The shareholders have said that plans mooted by the bank to award share allowances to only its chief executive and chief financial officer do not go far enough.
"We want this money to be paid in stock rather than cash, potentially for all of those who will receive it," one major Barclays investor said.
Barclays is expected to heed investor concerns by expanding the pool of those who receive the role-based allowances in shares, although it may attempt to restrict the number only to those on its executive committee, who also include its chief risk officer, its heads of investment banking and its human resources director.
Several hundred Barclays staff will be eligible for the role-based pay under new European rules that come into effect this month. That number is likely to be smaller following a decision to tighten the definition of senior risk-takers within European banks.
The regulations are designed to curb excessive pay for bankers by restricting to a maximum of 200% of base salary - or 100% without shareholders' permission - the bonuses that individuals can be paid.
Pay awards for 2013 which will be decided in the coming weeks are not affected by the new rules.
Sources say the reforms would not have an inflationary effect on overall pay at Barclays because the new third chunk of remuneration would be factored in to deliberations over annual bonuses for senior staff.
Under one scenario outlined by a leading Barclays investor, a senior executive in its investment bank could be paid a basic salary of £750,000, a maximum bonus - with shareholder approval - of £1.5m, and a sum running to hundreds of thousands of pounds paid in monthly installments.
Barclays and other UK banks such as HSBC have argued that the European Union rules will inhibit their ability to compete with rivals, with some institutions complaining that staff are already being poached by non-EU rivals.

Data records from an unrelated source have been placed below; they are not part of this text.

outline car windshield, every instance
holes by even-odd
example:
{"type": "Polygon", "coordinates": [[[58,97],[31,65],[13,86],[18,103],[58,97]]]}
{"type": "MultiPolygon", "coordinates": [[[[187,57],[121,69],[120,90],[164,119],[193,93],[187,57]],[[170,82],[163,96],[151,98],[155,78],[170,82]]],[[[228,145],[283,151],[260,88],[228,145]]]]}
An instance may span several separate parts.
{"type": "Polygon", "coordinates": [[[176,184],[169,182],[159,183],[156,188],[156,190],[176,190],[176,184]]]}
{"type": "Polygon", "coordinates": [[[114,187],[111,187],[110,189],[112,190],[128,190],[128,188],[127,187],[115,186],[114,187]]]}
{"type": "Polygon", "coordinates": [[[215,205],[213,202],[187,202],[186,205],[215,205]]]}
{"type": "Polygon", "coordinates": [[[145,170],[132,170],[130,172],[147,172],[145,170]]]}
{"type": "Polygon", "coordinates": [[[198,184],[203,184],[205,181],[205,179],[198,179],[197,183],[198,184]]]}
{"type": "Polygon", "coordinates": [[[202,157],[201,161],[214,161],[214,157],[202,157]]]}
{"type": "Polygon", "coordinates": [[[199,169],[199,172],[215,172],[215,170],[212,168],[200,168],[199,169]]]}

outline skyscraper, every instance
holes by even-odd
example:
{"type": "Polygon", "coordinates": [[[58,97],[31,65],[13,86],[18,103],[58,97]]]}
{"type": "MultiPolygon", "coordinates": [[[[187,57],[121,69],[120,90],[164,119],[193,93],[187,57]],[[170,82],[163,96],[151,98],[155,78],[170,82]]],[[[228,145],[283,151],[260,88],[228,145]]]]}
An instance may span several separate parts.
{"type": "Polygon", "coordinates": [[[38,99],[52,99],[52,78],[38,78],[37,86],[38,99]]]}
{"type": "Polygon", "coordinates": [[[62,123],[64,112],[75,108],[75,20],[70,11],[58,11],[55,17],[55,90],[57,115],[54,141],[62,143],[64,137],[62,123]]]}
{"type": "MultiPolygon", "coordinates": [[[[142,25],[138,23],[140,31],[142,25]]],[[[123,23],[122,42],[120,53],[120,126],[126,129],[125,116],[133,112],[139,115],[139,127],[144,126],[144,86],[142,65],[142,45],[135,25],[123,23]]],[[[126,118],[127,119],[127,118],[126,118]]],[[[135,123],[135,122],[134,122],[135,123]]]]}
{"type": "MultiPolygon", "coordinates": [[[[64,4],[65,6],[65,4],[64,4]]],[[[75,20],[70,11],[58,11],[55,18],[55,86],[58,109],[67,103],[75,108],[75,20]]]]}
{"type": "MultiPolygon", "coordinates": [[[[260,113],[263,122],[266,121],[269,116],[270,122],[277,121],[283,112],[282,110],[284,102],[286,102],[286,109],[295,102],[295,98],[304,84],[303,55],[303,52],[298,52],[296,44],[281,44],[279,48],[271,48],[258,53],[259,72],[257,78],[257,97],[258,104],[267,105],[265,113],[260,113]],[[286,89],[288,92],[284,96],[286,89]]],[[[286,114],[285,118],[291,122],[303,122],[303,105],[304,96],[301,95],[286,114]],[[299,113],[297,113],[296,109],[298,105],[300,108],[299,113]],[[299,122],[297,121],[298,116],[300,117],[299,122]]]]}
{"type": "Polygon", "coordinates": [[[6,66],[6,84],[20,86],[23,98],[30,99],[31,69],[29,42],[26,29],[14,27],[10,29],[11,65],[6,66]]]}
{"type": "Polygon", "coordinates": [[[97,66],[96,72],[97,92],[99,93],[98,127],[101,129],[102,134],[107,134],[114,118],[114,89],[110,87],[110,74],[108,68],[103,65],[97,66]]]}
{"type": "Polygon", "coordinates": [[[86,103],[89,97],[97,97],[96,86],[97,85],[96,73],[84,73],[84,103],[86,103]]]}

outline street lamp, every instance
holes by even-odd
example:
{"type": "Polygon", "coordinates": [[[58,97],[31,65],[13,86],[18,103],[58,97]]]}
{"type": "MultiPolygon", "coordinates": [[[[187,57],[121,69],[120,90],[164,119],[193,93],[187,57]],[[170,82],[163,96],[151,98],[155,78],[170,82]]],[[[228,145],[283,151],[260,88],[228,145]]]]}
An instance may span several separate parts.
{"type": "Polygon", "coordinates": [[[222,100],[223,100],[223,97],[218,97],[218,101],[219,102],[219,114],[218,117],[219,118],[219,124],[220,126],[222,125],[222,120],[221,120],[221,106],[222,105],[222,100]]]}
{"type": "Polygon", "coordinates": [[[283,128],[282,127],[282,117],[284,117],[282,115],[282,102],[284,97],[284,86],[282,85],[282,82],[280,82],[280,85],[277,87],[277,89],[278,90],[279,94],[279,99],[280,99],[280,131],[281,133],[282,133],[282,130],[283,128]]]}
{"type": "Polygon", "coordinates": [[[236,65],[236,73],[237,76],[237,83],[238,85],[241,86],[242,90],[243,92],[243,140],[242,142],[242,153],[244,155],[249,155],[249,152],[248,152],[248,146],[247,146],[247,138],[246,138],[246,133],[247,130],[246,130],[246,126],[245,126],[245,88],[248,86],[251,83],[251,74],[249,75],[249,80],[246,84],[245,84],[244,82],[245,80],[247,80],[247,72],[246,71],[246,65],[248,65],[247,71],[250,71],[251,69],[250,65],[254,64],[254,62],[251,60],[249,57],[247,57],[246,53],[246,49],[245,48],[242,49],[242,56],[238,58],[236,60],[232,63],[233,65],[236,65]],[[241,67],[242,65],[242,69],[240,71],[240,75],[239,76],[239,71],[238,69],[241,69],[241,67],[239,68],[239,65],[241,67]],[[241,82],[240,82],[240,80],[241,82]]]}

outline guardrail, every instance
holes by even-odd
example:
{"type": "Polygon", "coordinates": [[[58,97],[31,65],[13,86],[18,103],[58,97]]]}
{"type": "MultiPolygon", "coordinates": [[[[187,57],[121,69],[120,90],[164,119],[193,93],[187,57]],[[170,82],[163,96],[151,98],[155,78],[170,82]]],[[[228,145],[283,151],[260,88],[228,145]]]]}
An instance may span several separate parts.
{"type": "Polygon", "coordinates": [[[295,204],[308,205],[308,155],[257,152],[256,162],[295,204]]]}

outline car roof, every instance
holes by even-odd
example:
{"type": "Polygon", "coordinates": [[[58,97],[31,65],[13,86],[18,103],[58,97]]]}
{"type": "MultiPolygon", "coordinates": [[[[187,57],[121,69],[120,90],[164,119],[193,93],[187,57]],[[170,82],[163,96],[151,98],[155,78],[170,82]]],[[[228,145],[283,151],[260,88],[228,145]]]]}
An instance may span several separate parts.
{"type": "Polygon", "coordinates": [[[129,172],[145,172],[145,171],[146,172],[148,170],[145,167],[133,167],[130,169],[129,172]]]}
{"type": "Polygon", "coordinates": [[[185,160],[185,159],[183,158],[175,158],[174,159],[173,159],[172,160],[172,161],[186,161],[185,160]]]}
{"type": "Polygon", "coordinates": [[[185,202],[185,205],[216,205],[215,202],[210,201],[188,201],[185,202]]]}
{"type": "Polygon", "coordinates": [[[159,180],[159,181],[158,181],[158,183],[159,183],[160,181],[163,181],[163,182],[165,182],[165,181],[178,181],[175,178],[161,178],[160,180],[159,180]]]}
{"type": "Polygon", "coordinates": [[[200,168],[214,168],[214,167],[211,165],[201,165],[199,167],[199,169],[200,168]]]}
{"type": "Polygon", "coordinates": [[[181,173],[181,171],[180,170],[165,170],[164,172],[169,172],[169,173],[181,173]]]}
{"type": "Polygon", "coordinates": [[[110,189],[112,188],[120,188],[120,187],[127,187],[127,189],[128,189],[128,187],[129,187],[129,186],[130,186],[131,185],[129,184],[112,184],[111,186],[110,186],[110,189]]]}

"One of the key questions to the banks is that as part of the uncertain bonus is shifted into a more certain payment then what discount should be applied to the more certain third element," said one investor when Sky News revealed Barclays' plans in October.
"There are also a lot of questions on how the new third element is determined and how much transparency shareholders will get on this."
The issue of transparency will be particularly crucial since banks have been ordered to disclose more information about how much they pay their top staff.
Hundreds of thousands of City bankers are likely to be caught up in the EU remuneration rules, and other banks are also understood to be planning structures similar to that being discussed at Barclays.
Bankers' pay is already subject to rules relating to the proportions that can be paid in cash and shares, and much of it has had to be deferred for at least three years under reforms introduced in the aftermath of the financial crisis.
Last summer, the Parliamentary Commission on Banking Standards proposed a 10-year deferral period for senior bankers' pay in order to encourage a greater focus on long-termism in the City.
The Treasury, which last autumn mounted a legal challenge to Brussels' efforts to impose a maximum two-for-one bonus/pay ratio, is being kept informed about the plans of each of the major lenders.
The UK banks will ask shareholders to vote at next year's annual general meetings on a resolution to allow them to pay up to twice the level of base salaries to senior staff as annual bonuses.
Barclays is particularly anxious to avoid a new row over pay following the confrontations that dogged Bob Diamond's tenure as chief executive of the bank.
Antony Jenkins, the current chief executive, said last week that high pay was a necessary feature of competing in many of the business areas in which Barclays has a presence.
Barclays, which raised nearly £6bn from selling new stock last year, declined to comment on talks with shareholders about the new role-based allowances.